Mistral 7B (Fastest): Quick responses, good for real-time applications

ollama pull mistral

Llama 2 70B (Most powerful): Best reasoning, requires 32GB+ RAM

ollama pull llama2:70b

Access Models via REST API for Developer Integration

Developers can query Ollama programmatically. Keep the Ollama server running (ollama serve) in the background, then use any HTTP client:

curl -X POST http://localhost:11434/api/generate \
  -H "Content-Type: application/json" \
  -d '{
    "model": "llama2",
    "prompt": "Write a Python function to check if a number is prime",
    "stream": false
  }'

Python integration example:

import requests

response = requests.post('http://localhost:11434/api/generate', json={
    'model': 'llama2',
    'prompt': 'Explain quantum computing in simple terms',
    'stream': False
})

print(response.json()['response'])

Optimize Ollama for Your Mac

Increase context window for longer documents:

ollama run llama2 --num-ctx 4096

On Intel Macs with limited VRAM, reduce model size:

ollama pull mistral  # 7B model is smaller and faster than 14B alternatives

Run multiple models simultaneously:

ollama run llama2 &      # Run in background
ollama run phi4          # Run in foreground

Troubleshooting Common Issues

Issue: "ollama: command not found" in Terminal

Solution: Ollama may not be in your PATH. Try the full path: /Applications/Ollama.app/Contents/MacOS/ollama --version

Issue: Out of memory errors with large models

Solution: Close other applications. Switch to smaller models (7B instead of 70B) or reduce context: ollama run llama2 --num-ctx 1024

Issue: Model downloads are very slow

Solution: Check your internet connection. If using WiFi, try Ethernet (via USB adapter) for faster downloads.

Issue: Responses are slow / high latency

Solution: Verify Metal is enabled (Apple Silicon). For Intel Macs, close background apps. Consider using a smaller model.

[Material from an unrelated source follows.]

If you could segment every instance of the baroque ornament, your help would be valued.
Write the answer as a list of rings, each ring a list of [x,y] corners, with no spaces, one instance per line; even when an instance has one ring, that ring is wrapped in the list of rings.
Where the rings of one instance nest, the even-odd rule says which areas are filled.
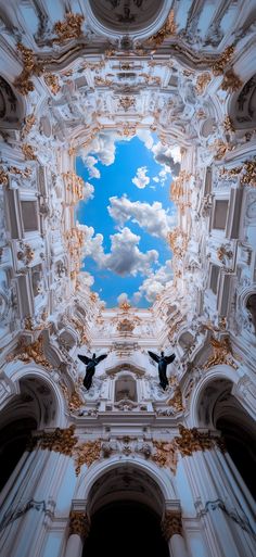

Next Steps: Build Real Applications

Now that Ollama runs locally, you can:

Build a chatbot: Create a web app that queries Ollama's API
Implement RAG: Index your documents and use Ollama to answer questions about them
Fine-tune models: Specialize Ollama models for your domain
Integrate into workflows: Add AI to scripts, automation tools, and productivity apps

🧠

Build AI applications on your Mac. No cloud required. Daily AI Agents helps you go from Ollama setup to production AI systems. Explore advanced techniques and deployment strategies.

Explore Advanced Workflows →

Conclusion

Ollama transforms your Mac into a powerful AI workstation in minutes. With native GPU acceleration on Apple Silicon and support for hundreds of models, you have everything needed to run state-of-the-art language models locally—offline, private, and free.

Install Ollama today. Your Mac's AI capabilities await.